The first thing to note is that there is generally more than one antonym for each element of the DIKW hierarchy. Further, every antonym has a  different meaning from others. For example – the absence of data is different from incorrect data which in turn is different from a deliberate falsehood. This is no surprise – it is simply a manifestation of the principle that there are many more ways to get things wrong than there are to get them right.

An implication of the above is that there can be more than one road to folly depending on how one gets things wrong. Before we discuss these, it is best to nail down the meanings of some of the words listed above (in the sense in which they are used in this article):

Misinformation – information that is incorrect or inaccurate

Disinformation – information that is deliberately manipulated to mislead.

Delusion – false belief.

Unawareness – the state of not being fully cognisant of the facts.

Ignorance – a lack of knowledge.

Folly – foolishness, lack of understanding or sense.

The meanings of the other words in the table are clear enough and need no elaboration.

Meanings clarified, we can now look at the some of the “pyramids of folly” that can be constructed from the opposites listed in the table.

Let’s start with incorrect data. Data that is incorrect will mislead, hence resulting in misinformation.

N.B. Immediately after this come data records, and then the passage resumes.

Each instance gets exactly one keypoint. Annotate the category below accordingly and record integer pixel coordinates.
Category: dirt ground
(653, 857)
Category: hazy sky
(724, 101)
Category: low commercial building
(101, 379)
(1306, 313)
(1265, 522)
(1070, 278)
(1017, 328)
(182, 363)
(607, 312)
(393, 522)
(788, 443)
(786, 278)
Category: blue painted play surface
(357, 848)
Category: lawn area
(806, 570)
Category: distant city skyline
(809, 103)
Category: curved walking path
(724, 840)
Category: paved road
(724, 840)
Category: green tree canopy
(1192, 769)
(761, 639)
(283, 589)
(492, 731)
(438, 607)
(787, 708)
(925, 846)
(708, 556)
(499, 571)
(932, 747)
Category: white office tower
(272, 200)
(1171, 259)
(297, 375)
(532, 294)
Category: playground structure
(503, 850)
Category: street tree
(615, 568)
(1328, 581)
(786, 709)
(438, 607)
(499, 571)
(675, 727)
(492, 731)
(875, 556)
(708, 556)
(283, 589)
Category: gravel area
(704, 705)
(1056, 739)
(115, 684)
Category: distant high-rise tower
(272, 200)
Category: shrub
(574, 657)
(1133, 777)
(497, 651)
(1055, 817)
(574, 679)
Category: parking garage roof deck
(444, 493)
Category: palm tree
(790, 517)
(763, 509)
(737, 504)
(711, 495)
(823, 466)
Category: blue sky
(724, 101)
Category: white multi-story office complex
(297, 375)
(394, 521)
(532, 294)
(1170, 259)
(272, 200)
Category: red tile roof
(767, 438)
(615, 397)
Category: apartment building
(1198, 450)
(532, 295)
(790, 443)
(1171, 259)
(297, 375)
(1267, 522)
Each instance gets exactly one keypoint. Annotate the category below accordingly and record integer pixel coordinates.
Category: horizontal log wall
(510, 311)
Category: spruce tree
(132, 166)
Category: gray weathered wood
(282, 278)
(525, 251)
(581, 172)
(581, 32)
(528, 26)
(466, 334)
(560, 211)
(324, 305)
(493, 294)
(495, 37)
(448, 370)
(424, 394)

Misinformed people end up with false beliefs – i.e. they are deluded. These beliefs can cause them to make foolish decisions that betray a lack of understanding or sense. This gives us the pyramid of delusion shown in Figure 2.

Figure 2: A pyramid of delusion

Similarly, Figure 3 shows a pyramid of unawareness that arises from falsehoods and Figure 4, a pyramid of ignorance that results from missing data.

Figure 3: A pyramid of unawareness

Figure 4: A pyramid of ignorance

Figures 2 through 4 are distinct pathways to folly. I  reckon many of my readers would have seen examples of these in real life situations. (Tragically, many managers who traverse these pathways are unaware that they are doing so.  This may be a manifestation of the Dunning-Kruger effect.)

There’s more though – one can get things wrong at higher level independent of whether or not the lower levels are done right. For example, one can draw the wrong conclusions from (correct) data. This would result in the pyramid shown in Figure 5.

Figure 5: Yet another pyramid of delusion

Finally, I should mention that it’s even worse: since we are talking about non-knowledge, anything goes. Folly needs no effort whatsoever, it can be achieved without any data, information or knowledge (or their opposites).  Indeed, one can play endlessly with  antonyms and near-antonyms of the DIKW terms (including those not listed here) and come up with a plethora of pyramids, each denoting a possible pathway to folly.